We showed visitors an array of items from the collections, including a thirteenth century Gregory Cartulary, the Borough Charter of 1553, documents relating to William Shakespeare and his parents, early printed books, a C.17 handcoloured map of the Americas, a Third Folio and a quarto of Pericles. We also showed off items from our museum collection, including a bearded jug, a painting on boards, an inkwell and the lectern from St. James’ Church in Guild Street (demolished in the 1960s). Visitors could peruse scrapbooks from some of our local estate collections, learn about the history of the Birthplace as a tourist attraction and have a go at reading some of our many translations of the plays.
We had a Powerpoint on the big screen showing even more items from our collections and showing different aspects of our work. There were also displays on boards about the history of Bridge Street over six centuries, the careers of Dame Judi Dench, Sir Laurence Olivier and Sir Henry Irving and “Conflict Through History” – showing how our library, archive, museum and theatre collections are linked and compliment each other.

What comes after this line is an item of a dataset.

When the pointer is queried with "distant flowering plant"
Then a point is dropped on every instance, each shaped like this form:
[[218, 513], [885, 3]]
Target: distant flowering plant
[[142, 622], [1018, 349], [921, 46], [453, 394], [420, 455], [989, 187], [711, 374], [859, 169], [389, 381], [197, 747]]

We were thrilled to welcome 347 people from 27 different countries over the two days of the weekend. It was fantastic to meet people from as far afield as Indonesia, New Zealand, Australia, Chile, Brazil, the USA, Canada, Norway, Denmark, Latvia, Saudi Arabia, Thailand, China and India. Many of those who filled out comment sheets had never attended a Heritage Open Days event before. We received many positive comments and enjoyed sharing our collections with such an enthusiastic audience. One person wrote on our comments board “I was was surprised how interesting it was“. This perhaps more than anything, made us feel the event was worthwhile. Many people are unaware of our collections or feel that this ‘sort of thing’ is not for them. We like to think that anyone/everyone can find something of interest/relevance in our historic collections (and indeed in Shakespeare’s works).
A big thank you to all of the staff and volunteers who helped before, during and after the event and to everyone who came along.